As mentioned in the previous post, touring bikes differ from other bikes in certain very important ways. We’re going to delve into those ways a little deeper in this post thanks to my LBS owner June who helped me write this post. He’s owned his shop for 15 years and is a well-toured rider himself.
When you’re gearing up for a tour, something long enough to require carrying a load, you’ve got to consider these important things when choosing your bike.
Frame material- I only ride steel-framed (you’ll see cromoly often on spec sheets) bikes and recommend them to all my customers who are going touring. There is a lot of talk of the reasons people choose steel-framed bikes for touring. Most people you talk to recommend a steel frame because it is easy to repair cracks on the road, even in developing countries, and it is strong. Sounds good to me. I have repaired many a steel frame but can be honest in saying I do not have the equiptment to repair aluminum or and composite frames. I’m sure the same goes for some repair shop in the middle of Turkmenistan.
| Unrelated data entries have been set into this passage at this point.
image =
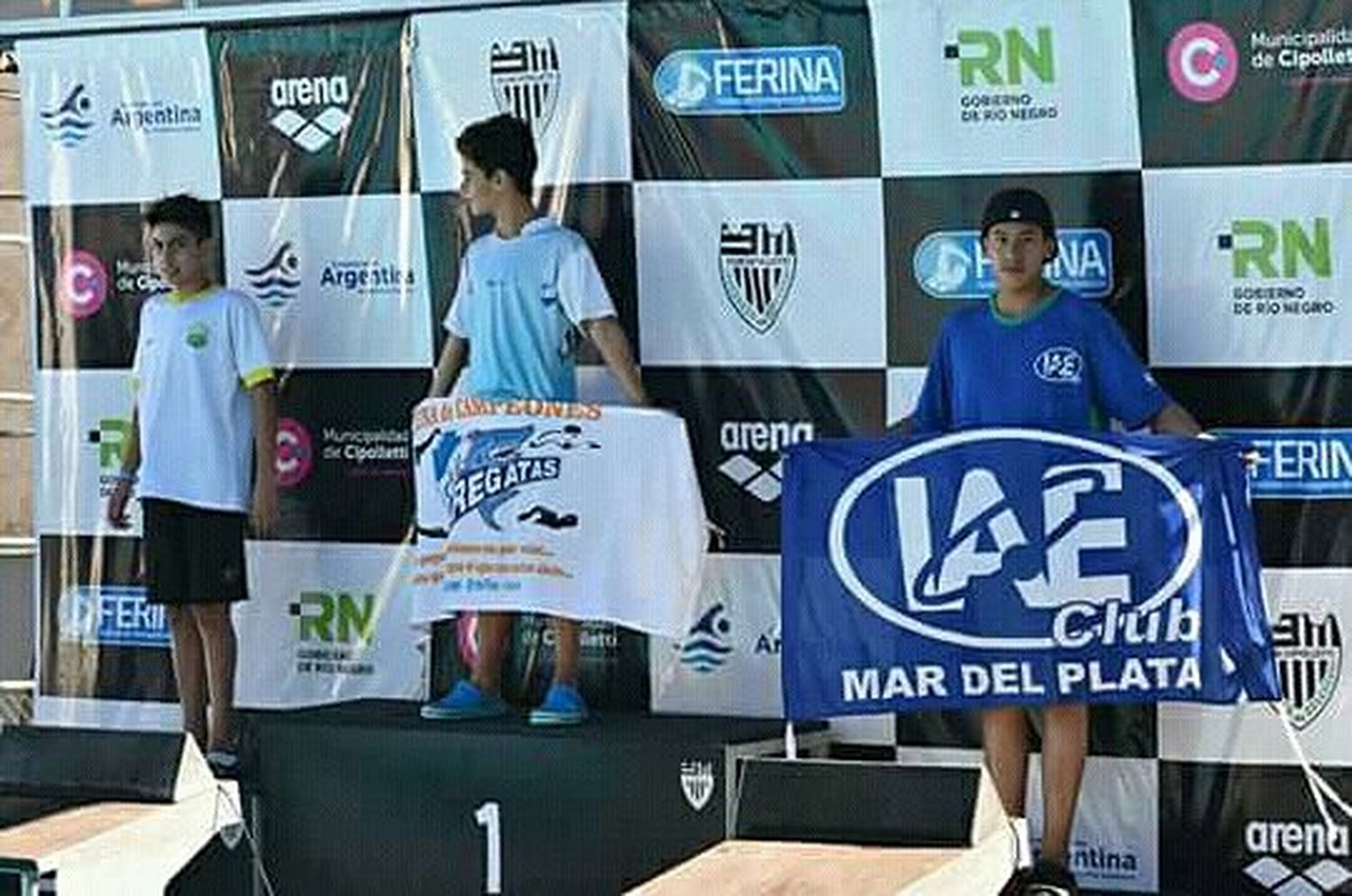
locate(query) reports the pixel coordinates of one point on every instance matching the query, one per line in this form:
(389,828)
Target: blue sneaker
(465,701)
(562,706)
Chainstay length- So, the next thing you can look for in a good touring bike is foot clearance. You’ll probably be hauling panniers (bags on racks) and don’t want to be kicking and hitting them with your feet everytime you pedal. In order to gain clearance, you want a long chainstay measurement. Chainstay length is the distance from the middle of your rear dropout where the axle sits to the middle of the bottom bracket spindle. You should be looking at something in the 18″ (~460mm) range to ensure good foot clearance from your panniers. I’ll be back to post the specs from my popular touring bikes in another post.
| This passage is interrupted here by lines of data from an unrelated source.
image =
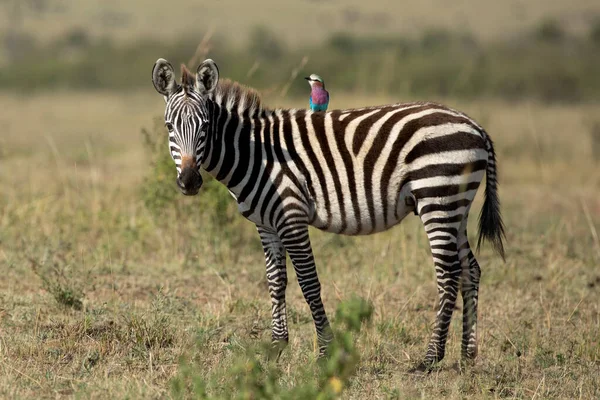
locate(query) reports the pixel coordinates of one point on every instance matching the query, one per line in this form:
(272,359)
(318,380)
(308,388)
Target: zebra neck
(232,145)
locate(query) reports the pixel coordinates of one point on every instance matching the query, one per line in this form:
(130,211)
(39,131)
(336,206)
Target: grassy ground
(296,22)
(138,291)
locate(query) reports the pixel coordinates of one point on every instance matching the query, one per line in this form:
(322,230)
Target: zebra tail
(491,227)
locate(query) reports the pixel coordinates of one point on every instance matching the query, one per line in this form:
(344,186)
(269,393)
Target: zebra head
(186,117)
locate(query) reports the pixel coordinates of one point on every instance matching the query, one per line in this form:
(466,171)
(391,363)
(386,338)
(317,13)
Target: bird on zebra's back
(319,97)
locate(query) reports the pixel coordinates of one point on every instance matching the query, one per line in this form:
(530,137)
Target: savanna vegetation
(115,286)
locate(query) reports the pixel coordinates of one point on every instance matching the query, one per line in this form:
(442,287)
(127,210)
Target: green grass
(168,293)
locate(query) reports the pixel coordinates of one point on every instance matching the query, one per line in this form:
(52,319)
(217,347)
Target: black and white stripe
(353,172)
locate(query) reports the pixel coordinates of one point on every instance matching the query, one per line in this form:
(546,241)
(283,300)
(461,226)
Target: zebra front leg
(444,250)
(277,280)
(297,243)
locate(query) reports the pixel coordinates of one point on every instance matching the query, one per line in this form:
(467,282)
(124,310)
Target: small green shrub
(58,277)
(250,378)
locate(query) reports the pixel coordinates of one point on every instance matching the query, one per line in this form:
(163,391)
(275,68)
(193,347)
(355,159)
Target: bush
(56,270)
(250,378)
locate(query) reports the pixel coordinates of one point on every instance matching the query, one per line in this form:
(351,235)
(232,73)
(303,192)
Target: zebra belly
(368,217)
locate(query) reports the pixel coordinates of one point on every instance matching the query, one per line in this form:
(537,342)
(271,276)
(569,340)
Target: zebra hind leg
(442,231)
(277,280)
(470,291)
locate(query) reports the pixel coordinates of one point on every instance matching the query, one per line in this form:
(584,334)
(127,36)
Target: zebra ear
(207,77)
(163,77)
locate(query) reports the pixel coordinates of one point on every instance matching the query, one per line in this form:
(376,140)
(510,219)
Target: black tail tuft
(491,227)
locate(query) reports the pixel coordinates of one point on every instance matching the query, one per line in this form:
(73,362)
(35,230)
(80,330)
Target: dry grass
(297,21)
(154,290)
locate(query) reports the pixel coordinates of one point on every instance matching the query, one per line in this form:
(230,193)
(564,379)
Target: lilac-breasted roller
(319,97)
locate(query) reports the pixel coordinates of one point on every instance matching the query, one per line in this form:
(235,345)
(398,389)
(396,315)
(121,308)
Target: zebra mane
(236,97)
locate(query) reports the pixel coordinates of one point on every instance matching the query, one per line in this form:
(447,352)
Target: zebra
(352,172)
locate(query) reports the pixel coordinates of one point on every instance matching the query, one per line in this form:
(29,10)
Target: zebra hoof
(276,349)
(422,368)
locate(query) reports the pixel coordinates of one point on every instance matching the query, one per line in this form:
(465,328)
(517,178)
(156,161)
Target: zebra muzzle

Rims- If you’re hauling heavy loads (including yourself), you’ve got to have sturdy rims. When you look at a touring bike, check out it’s rims, spokes, and hubs. You should be riding with 36 spokes to extra strength.
Road vs. Touring
Brakes- You’ve got 2 pretty obvious options here, cantilever vs. disc.
I would say that 95% of my customers ride their touring bikes with cantilever brakes (the ones that were on your bike as a kid with the pads), and only a handful ride with disc, and they are the ones on Raliegh sojourn bikes. The argument for disc brakes is their power. When you’re carrying a heavy load in the rain going down a dirt road in the mountains of Bolivia, you want your brakes to work, and disc will do the trick. Disc brakes are made of metal and are not prone to weather lubrication like the rubber in cantilever brakes, thus they are suitable for all weather conditions. They are connected to the bike hub and apply force to the hubs and spokes instead of the rims like cantilever brakes. Disc brakes will wear on your hubs/spokes, cantilevers wear on your rims. The placement and size of disc brakes will effect your load racks though, and that is why you don’t see these types of brakes on most touring bikes. There are specially designed racks out there for these brakes, but they are not the norm.
But as far as repair and replacement go, cantilevers are the way to go. These brakes are cheap, light, repairable/replaceable, and powerful in dry situations. Most of us have used these brakes in the rain and know that dreaded feeling and sound when trying to stop on a dime. Other than that, they don’t effect your load racks, are easy to carry replacements, and readily available overseas. They get my vote.